Who “Calls the Shots” for NGO’s in Colombia?

September 28, 2013

Stephan Lefebvre

La Silla Vacía, a Colombian news and opinion website, has been publishing top ten lists with profiles and full explanations on various topics to map the “most powerful” individuals and organizations in Colombia.  For example, there have been lists describing who has the most influence in congress, in negotiating land reform and rural land rights, and in shaping public opinion (hint: the top spot goes to a former president).  Yesterday, they profiled the most influential actors in Colombia’s NGOs and civil society networks.  Topping of that list was U.S. federal government agency USAID.* 

According to foreignassistance.gov, the U.S. government is spending about $354 million this year in foreign assistance to Colombia, of which about 98 percent comes from USAID and the State Department.  This amounts to a lot of influence on public policy mainly through funding dozens of NGOs, as the article from La Silla Vacía explains.  Of course, the term “NGO” is notoriously flexible.  As we can see common conventions dictate that organizations primarily funded by foreign governments –namely the U.S. government—are be labeled NGOs. 

From interviews with six directors or former directors of NGOs and two former ministers, Juan Esteban Lewin, the piece’s author, was able to get a sense for how USAID shifts public policy discussion in Colombia.  The amount of financial resources available through USAID affects which issues Colombian NGOs work on.  As they compete with each other for funding, the NGOs end up shifting their focus to more closely match USAID’s four main working areas (three of which are related to post-conflict peace).  On the other hand, since a good part of the funds actually end up in the hands of USAID subcontractors—the article names Olgoonik Technical Services, Management Systems International and Chemonics—the money flowing into Colombian nonprofits from the U.S. government agency isn’t as large as it first appears. 

The author quotes one interviewee as saying that international funders “call the shots” and “dole out prominence to local NGOs” (“tienen la sartén por el mango y le dosifican el protagonismo a las ONG locales”).

 

CEPR has done significant research on the role of USAID in Haiti after the 2010 earthquake.  Our April 2013 report “Breaking Open the Black Box: Increasing Aid Transparency and Accountability in Haiti” looks closely at the publicly available information on U.S. assistance to Haiti, and finds that “USAID and its implementing partners have generally failed to make public the basic data identifying where funds go and how they are spent.”  Through our Haiti Relief and Reconstruction Watch blog we have followed up when new data has been released, and written analysis on the U.S. government’s role in Haiti. 

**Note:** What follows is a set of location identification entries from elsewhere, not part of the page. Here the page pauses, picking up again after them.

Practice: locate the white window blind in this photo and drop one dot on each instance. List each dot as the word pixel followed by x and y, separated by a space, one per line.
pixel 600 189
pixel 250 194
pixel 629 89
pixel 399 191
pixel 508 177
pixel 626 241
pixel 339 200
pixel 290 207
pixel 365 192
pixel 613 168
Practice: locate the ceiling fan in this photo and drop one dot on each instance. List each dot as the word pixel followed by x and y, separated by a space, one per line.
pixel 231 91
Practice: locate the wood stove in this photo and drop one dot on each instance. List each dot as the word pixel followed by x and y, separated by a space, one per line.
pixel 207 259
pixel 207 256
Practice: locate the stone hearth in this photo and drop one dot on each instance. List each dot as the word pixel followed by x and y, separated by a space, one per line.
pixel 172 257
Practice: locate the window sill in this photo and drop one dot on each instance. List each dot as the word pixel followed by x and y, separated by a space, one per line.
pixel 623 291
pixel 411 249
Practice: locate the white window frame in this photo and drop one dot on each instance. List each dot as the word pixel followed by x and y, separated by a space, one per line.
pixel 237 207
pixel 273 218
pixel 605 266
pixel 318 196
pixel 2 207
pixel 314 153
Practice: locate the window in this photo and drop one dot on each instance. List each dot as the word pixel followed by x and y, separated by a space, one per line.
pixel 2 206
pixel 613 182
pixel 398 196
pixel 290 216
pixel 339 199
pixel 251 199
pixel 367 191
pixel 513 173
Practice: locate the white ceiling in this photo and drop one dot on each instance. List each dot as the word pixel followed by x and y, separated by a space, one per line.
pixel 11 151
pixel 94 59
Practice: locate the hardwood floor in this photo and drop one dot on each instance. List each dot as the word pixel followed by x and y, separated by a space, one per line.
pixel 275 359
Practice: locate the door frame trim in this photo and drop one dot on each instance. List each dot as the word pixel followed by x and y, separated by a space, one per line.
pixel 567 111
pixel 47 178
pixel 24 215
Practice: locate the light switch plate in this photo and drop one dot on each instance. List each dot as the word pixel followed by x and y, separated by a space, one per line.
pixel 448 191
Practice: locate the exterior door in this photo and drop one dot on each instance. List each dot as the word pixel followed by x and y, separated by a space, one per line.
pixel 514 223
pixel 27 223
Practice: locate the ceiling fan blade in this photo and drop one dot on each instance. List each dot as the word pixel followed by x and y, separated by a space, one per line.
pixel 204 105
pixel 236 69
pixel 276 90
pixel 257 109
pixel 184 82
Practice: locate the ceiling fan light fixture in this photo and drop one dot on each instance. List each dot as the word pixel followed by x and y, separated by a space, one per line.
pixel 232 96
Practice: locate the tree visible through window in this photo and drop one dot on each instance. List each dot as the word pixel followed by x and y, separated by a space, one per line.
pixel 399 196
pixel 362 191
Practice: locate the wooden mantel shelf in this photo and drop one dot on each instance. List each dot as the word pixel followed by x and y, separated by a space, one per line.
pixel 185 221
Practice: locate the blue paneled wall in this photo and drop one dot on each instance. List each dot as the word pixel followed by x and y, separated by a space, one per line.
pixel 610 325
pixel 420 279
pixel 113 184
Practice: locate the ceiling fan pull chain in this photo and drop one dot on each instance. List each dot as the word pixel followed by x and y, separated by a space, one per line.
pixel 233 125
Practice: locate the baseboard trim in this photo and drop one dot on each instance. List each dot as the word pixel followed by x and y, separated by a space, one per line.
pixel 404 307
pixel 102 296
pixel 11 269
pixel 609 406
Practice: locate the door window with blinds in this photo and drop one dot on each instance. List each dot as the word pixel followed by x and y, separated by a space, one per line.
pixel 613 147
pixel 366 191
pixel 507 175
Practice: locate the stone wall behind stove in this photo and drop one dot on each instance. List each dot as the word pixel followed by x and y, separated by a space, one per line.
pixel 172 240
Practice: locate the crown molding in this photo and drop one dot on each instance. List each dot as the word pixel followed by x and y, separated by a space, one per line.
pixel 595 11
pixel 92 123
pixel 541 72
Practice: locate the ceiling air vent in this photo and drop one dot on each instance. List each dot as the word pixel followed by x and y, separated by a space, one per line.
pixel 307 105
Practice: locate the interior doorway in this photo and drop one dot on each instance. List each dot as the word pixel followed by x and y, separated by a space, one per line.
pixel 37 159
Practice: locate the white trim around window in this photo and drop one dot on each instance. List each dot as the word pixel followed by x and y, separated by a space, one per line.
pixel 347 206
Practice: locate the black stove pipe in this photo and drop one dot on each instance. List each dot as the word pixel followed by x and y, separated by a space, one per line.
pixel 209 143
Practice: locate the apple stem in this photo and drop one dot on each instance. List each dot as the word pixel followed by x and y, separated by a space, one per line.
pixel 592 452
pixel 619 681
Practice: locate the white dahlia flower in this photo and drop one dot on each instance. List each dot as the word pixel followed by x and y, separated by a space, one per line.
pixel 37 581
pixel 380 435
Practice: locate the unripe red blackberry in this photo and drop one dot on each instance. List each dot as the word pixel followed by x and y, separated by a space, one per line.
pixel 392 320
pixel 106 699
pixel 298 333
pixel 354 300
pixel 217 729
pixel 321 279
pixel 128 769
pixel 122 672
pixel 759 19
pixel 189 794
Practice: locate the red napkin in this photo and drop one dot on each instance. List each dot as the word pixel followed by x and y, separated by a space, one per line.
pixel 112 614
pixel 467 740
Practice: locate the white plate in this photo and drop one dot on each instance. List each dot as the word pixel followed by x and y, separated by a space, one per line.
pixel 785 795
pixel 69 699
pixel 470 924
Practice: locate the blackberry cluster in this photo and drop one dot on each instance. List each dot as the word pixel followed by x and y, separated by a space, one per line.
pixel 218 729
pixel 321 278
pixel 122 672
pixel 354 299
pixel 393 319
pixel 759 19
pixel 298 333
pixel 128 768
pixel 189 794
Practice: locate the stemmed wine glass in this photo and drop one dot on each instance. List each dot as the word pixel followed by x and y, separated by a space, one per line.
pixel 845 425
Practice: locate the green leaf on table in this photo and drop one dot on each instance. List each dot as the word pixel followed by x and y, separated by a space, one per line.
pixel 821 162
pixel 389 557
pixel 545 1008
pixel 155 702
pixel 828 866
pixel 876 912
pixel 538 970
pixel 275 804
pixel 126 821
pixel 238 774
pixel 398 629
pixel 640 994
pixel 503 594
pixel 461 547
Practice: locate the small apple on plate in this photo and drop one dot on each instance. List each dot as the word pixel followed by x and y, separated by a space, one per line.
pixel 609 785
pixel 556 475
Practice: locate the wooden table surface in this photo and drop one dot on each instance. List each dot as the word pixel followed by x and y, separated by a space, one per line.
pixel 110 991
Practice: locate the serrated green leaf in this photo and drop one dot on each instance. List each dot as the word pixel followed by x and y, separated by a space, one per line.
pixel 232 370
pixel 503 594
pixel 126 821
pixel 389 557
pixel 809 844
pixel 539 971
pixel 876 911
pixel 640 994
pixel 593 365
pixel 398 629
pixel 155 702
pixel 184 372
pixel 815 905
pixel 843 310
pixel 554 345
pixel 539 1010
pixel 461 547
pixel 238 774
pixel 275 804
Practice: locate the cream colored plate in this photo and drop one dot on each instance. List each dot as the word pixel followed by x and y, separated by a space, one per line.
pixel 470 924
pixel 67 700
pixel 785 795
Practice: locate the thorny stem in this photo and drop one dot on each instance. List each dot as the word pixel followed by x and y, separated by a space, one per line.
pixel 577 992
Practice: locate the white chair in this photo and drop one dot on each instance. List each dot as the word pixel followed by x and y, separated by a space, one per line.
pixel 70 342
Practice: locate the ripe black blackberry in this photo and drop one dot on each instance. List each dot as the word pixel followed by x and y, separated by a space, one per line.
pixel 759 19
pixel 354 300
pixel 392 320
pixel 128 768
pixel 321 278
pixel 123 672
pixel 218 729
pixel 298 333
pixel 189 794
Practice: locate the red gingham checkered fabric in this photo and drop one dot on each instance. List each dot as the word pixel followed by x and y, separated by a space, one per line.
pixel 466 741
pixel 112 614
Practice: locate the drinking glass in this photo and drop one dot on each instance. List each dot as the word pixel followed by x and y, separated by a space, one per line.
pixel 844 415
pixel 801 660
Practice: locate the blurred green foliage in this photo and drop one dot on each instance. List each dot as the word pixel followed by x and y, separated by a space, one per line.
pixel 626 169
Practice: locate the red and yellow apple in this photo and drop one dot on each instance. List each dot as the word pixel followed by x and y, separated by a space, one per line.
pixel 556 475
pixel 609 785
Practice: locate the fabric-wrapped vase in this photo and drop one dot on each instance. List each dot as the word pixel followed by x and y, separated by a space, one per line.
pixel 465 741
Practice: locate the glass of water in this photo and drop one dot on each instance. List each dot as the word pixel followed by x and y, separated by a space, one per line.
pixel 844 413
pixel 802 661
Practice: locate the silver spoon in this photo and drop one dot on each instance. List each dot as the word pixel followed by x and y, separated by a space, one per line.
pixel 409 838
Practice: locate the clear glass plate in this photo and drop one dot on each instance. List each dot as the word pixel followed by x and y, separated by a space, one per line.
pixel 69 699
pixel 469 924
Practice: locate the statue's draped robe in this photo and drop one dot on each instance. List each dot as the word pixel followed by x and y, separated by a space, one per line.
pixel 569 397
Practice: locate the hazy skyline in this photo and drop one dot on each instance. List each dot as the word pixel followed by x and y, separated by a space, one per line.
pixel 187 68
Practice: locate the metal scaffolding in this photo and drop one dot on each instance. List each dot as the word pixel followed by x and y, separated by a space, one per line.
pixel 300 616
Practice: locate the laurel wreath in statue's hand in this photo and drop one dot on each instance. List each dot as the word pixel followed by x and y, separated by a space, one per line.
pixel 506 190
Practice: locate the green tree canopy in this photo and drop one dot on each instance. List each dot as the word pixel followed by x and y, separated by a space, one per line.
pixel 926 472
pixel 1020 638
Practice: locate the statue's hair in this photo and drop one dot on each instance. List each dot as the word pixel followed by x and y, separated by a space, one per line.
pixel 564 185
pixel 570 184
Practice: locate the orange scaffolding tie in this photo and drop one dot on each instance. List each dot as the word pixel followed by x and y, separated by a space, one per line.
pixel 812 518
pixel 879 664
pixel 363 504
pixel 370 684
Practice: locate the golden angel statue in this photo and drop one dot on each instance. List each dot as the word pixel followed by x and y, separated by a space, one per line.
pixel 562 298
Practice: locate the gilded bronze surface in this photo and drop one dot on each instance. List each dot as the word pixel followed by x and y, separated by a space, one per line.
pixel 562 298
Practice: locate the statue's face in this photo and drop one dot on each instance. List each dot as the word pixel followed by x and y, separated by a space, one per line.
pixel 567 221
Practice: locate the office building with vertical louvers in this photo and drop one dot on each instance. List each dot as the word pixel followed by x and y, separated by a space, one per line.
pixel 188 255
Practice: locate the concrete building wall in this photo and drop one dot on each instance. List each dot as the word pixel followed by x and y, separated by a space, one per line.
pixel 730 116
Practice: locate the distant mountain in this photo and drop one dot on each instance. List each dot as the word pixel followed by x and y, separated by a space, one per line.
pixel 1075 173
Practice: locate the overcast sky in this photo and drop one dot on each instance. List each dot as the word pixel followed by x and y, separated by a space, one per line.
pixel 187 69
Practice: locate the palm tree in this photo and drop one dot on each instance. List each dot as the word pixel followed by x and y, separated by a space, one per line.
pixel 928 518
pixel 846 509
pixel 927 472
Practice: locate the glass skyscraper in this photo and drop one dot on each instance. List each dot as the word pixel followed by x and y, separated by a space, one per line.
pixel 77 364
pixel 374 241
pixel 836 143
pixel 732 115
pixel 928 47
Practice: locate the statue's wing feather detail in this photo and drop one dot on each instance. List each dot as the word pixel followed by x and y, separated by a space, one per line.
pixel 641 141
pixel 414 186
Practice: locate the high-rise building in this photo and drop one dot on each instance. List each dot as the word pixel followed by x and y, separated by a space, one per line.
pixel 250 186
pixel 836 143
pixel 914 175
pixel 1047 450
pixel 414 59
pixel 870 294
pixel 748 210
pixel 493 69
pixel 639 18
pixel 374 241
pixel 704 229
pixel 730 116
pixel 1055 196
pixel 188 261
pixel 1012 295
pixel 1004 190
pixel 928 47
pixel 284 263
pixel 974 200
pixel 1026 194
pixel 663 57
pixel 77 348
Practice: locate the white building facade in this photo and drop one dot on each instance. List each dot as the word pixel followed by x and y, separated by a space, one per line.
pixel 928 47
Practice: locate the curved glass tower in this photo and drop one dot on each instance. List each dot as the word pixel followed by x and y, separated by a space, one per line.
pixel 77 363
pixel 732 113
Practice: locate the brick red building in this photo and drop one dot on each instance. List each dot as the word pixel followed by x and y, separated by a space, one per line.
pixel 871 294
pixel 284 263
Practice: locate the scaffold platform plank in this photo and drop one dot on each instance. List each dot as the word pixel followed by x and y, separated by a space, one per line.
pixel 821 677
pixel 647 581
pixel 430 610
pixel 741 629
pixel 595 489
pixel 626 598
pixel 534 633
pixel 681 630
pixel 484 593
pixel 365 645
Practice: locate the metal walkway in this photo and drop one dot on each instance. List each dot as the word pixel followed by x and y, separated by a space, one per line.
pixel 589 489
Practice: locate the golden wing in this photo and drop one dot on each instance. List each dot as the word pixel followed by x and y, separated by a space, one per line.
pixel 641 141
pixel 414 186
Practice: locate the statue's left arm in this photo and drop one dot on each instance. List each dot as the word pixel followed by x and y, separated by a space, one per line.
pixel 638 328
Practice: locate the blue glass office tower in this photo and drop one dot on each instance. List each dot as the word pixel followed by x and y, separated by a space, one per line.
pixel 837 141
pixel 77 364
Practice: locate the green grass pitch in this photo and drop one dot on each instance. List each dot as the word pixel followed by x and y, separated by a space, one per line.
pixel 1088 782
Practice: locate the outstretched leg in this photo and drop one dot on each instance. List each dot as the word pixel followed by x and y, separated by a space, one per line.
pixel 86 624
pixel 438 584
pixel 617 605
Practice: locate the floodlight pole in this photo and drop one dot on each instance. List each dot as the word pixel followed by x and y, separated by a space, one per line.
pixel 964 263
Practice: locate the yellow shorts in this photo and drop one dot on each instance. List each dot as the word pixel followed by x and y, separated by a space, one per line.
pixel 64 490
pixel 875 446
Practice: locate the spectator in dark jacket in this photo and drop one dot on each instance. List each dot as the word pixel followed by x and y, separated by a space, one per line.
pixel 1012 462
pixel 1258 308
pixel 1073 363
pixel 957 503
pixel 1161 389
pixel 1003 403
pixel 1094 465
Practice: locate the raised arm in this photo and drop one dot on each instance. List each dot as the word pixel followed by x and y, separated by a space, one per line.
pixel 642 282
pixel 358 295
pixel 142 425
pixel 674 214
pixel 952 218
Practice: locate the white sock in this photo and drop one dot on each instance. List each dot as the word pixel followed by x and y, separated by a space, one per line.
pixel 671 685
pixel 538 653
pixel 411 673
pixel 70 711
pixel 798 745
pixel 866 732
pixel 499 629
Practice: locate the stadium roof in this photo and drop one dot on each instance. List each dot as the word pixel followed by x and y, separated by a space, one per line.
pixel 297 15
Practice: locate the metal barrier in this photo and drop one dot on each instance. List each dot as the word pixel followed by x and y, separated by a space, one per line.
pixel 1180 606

When people from Latin American and the Caribbean bristle at comments referring to the region as the U.S.’s backyard, it is partly because the damning historical record, but contemporary issues weigh heavily as well.  As U.S. officials at the highest level maintain that U.S. foreign policy towards Latin America is “based on equality and mutual respect and mutual interests,” examples to the contrary abound.  USAID’s function as a conduit by which the U.S. government can affect domestic politics in Latin America, like we have seen in the case of Colombia here, and the many shortcomings of its mission in Haiti raise the possibility that it is mainly serving U.S. interests.

 

* Among the top ten were two other U.S.-based organizations like Open Society Foundations (founded by George Soros) and the Ford Foundation.  Open Society Foundations, which actually funds La Silla Vacía itself, and the Ford Foundation, active for more than 50 years in Colombia, both made it on the list as representatives of influential “international philanthropy” organizations.